Dennis Maley
BRADENTON -- This week, there was much buzz about a complicated investment deal in which Goldman Sachs investors sort of pumped $50 billion into Facebook. I say sort of, because legally, it remains unclear if Goldman invested in the company, or the long list of their preferred clients did. This was no accident. Despite plenty of investor interest,
Facebook has long resisted the temptation to cross the threshold of 500 investors that would force them to report financials, much in the same way a publicly traded company would.
That's where Goldman Sachs comes in. This might sound familiar. The Wall Street titans with
deep ties to Washington engineered an investment product that seeks to pool those wealthy investors under the umbrella of a single investor – Goldman – hoping they will have allowed the social networking company with a $500 billion valuation escape government scrutiny, while allowing their clients something they'd long wanted, but was unavailable – getting in on what many perceive as a sure thing: Facebook stock.
Goldman, which raised over $450 million for Facebook, plans to raise more than three times that in total. That would put the investment giant in prime position to handle the company's lucrative IPO when it does happen, while making a handsome fortune in fees in the interim. Though Goldman has obviously found plenty of interest from those with the available cash to pony up the $2 million minimum, many experts are questioning Goldman's $50 billion valuation.
One reason is Facebook's tight-lipped approach to its numbers, especially since Russian Giant
DST was able to get in at a $10 billion valuation in mid-2009. Their user numbers have doubled since, but at an estimated $4 annual revenue per user, it is hard to understand how such slim margins would cause value to quintuple when users double. Plus, the available shares indicate that a good chunk of investors (who one would think are more in the know then outsiders) are willing to cash out sizable investments in something thought of as a sure thing when it goes public. One has to ask – why are they getting out.

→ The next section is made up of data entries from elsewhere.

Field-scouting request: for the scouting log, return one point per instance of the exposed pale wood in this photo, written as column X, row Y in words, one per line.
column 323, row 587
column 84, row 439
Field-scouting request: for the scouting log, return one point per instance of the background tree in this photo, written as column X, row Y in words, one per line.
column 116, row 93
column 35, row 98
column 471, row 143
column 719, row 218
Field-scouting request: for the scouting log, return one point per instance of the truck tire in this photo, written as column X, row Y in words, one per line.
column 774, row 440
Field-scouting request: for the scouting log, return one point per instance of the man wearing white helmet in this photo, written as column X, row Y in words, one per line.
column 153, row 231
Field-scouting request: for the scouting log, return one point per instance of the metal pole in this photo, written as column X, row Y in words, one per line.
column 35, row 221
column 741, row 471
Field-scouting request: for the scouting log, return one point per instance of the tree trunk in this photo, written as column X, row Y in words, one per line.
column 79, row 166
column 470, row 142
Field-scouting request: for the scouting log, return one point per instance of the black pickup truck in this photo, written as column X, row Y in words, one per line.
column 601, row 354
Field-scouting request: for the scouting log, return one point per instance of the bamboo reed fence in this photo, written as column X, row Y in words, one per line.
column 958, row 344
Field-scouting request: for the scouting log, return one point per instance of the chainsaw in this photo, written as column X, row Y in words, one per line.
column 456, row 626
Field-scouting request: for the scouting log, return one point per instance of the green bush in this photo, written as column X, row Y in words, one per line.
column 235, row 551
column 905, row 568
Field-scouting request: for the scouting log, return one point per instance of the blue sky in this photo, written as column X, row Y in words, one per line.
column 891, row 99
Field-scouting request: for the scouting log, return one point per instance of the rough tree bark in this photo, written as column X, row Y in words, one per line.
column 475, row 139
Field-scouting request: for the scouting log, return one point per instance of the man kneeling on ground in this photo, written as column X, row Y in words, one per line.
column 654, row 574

On the other end of the spectrum, such investments could be a troubling indication of things to come in terms of the way hot company stocks are traded. If companies are allowed to raise hundreds of millions in capital without reporting numbers or undergoing an IPO, are more companies going to go this route? If so, what does this mean to the average investor without $2 million in investable assets lying around or the $10 million to become a private client with someone like Goldman Sachs to being with? The massive profits of trading such stocks might be absorbed by such institutional investors long before the IPO, relegating normal investors to guessing on the one in a million long-shots if they seek such returns, while the more sound bets would be reserved for the privileged few.